Quanto ao teor da portaria, ele é insuficiente face às necessidades que existem e que têm implicado o recurso a tarefeiros mal pagos e cujo serviço não vai além de um número reduzido de horas.

O aspeto mais positivo desta portaria é a alteração do rácio na Educação Pré-Escolar, passando, já este ano, de 1/40 para 1/30, voltando, a partir do próximo ano, a ser garantida a colocação de um assistente operacional por sala de jardim-de-infância (alteração cuja implementação a FENPROF irá acompanhar de perto). Outro aspeto que o ME tem referido como muito positivo é o facto de os alunos com necessidades educativas especiais serem contabilizados como 1,5 para efeitos do número total de alunos da escola ou agrupamento. Essa, porém, é uma medida que terá consequências distintas, dependendo de o número total estar próximo de atingir o limite que dá lugar a mais um trabalhador. Por exemplo, se o grupo de alunos for de 250 e, neles, estiverem referenciados 20 com necessidades educativas especiais, não há reforço de assistentes operacionais; todavia, se o número total for de 298, dos quais 6 estão referenciados, já há lugar a mais um trabalhador não docente. Entende a FENPROF que, para um apoio pleno a estes alunos, que necessitam de uma atenção especial, o reforço de assistentes operacionais deveria ter sempre lugar, tendo em conta, sempre e exclusivamente, o número de alunos referenciados e não a totalidade dos alunos de um estabelecimento de ensino ou agrupamento.

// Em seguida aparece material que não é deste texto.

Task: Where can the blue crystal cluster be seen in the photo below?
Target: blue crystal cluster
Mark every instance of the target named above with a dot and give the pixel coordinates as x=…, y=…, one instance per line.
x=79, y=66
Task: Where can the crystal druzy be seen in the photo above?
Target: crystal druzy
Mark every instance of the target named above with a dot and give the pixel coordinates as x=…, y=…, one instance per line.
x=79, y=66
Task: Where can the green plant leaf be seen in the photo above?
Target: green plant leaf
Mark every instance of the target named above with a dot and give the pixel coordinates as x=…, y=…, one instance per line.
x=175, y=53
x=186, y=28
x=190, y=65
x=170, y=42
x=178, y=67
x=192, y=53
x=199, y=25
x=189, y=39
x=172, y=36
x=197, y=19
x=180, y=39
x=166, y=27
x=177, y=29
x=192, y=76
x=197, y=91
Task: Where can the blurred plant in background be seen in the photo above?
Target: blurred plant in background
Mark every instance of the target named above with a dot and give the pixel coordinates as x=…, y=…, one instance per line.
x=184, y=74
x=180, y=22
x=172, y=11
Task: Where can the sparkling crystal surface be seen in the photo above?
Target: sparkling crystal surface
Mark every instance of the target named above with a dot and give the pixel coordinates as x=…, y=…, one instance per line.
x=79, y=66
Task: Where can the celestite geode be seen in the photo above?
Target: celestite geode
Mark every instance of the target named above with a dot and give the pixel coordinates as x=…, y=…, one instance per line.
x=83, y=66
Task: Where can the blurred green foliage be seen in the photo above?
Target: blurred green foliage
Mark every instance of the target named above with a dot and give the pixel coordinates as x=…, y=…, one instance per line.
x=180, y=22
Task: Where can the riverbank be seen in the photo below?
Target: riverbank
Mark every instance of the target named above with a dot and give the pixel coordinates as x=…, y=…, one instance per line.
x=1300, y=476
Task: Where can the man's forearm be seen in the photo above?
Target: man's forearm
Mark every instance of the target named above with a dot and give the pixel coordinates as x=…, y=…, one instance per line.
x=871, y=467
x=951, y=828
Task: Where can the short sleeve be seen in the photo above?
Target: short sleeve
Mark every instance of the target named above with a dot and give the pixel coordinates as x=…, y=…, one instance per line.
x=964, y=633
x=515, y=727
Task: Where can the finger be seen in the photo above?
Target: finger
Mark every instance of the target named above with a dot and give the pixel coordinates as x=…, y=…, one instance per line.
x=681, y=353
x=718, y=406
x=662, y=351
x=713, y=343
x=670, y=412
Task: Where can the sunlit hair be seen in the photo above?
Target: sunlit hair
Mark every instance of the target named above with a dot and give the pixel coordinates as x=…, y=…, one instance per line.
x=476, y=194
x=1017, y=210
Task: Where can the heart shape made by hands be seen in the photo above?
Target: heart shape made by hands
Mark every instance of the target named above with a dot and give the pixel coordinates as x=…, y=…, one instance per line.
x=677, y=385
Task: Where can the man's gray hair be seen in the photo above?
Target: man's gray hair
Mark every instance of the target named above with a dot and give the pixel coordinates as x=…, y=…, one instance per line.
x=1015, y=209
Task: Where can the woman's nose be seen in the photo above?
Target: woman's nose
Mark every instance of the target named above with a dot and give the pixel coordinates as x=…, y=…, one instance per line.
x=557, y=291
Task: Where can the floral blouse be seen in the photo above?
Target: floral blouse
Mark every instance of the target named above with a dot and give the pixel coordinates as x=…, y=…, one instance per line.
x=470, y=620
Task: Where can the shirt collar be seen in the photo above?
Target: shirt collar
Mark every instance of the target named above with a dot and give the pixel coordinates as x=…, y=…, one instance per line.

Também em relação às unidades de ensino estruturado ou especializado nada foi alterado, não se compreendendo por que razão a existência de uma sala dá lugar à colocação de dois assistentes operacionais, mas a existência de uma segunda sala já só permite a colocação de mais um.

Em relação aos restantes setores de ensino, não há qualquer novidade, mantendo-se a situação de insuficiência que tem sido identificada pelas escolas e agrupamentos. Pequenas escolas do 1.º Ciclo, que ainda resistam, se tiverem 10, 15 ou mesmo 20 alunos não têm direito à colocação de assistente operacional: mantém-se apenas um quando o número de alunos se situa entre os 21 e os 48. Nos 2.º e 3.º Ciclos e Ensino Secundário a relação também se mantém inalterada, seja no que respeita ao apoio geral, ao apoio a instalações desportivas ou, ainda, à relação com o número de alunos. Neste caso, a única alteração significativa é uma designação na fórmula de cálculo: antes RAF (rácio por funcionário), agora RAO (rácio de assistentes operacionais).

Uma última nota, para assinalar negativamente a confirmação da tutela municipal sobre os trabalhadores não docentes, salvo casos cada vez em menor número, que se mantêm, mas que o Governo pretende transferir de vez, caso avance o seu projeto de municipalização da Educação. Como tem afirmado reiteradamente, a FENPROF defende que os trabalhadores não docentes das escolas, tal como os docentes, deverão ser tutelados pelo Ministério da Educação, cabendo às escolas e agrupamentos fazer a sua gestão.